Online training and larger than memory data

ExpandingMan · September 16, 2022, 7:06pm

Hello all. I’ve used xgboost on occasion for several years now and recently I have just undertaken completely rewriting the Julia wrapper which is almost complete.

Anyway, I find that a useful pattern that drastically simplifies the engineering aspects of training on large datasets is to perform online training of a model of on 1 server, possibly prepping data on other machines. I’ve come up with some hacks to achieve this in principle with xgboost but I’m rather dubious about anything I’ve tried so far.
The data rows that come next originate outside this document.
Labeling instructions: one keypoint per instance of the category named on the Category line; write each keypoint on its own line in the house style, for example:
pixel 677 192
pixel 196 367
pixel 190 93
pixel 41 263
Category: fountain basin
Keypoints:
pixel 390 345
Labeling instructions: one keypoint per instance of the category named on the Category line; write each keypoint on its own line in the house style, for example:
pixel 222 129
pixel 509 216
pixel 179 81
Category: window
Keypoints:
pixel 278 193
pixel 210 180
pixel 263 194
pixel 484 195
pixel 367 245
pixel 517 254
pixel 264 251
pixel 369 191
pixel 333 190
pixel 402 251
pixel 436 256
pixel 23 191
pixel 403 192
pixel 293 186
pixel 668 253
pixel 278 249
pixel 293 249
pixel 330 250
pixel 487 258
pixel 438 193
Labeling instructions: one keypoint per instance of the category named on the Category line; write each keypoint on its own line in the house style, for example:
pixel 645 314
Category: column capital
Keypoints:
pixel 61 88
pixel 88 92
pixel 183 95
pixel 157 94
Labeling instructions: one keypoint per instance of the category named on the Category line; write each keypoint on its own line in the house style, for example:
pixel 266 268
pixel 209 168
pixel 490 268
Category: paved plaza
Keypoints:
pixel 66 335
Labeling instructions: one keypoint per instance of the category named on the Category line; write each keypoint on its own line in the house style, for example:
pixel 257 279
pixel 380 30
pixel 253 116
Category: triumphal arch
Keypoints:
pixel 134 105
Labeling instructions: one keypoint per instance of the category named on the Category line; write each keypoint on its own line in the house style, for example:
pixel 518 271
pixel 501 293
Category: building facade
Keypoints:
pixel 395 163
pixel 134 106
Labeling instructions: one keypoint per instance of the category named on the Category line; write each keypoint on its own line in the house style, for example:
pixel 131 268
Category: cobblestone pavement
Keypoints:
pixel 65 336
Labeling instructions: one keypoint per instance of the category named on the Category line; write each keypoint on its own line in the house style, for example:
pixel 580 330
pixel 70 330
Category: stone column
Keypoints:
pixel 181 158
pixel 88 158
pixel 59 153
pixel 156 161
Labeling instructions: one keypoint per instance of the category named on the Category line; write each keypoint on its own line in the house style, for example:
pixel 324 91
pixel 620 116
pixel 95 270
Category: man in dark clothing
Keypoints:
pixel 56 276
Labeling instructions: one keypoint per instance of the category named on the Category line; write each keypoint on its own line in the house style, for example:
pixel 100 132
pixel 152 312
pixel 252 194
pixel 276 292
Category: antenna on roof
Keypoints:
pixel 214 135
I have a few questions that perhaps can lead to improving the documentation on this subject:

It seems that all the external memory data iteration is doing is stashing data on disk before training… I might be missing something because this doesn’t seem particularly useful… is there any safe way of executing the data iteration concurrently with training? (it looks to me like iteration has to finish first)
I have read this issue but still feel a bit apprehensive about whether I know what I’m doing. Can someone provide more insight on what exactly I can do with the updater parameter? It’s not discussed in the white paper (I don’t think).
Yes, I realize that no matter what can be hacked together for online learning it will have no guarantees of 0-bias etc, but I personally would find it hugely useful if I could even just use xgboost for online training of random forests, I’m just not sure whether what I’m trying has been achieving that.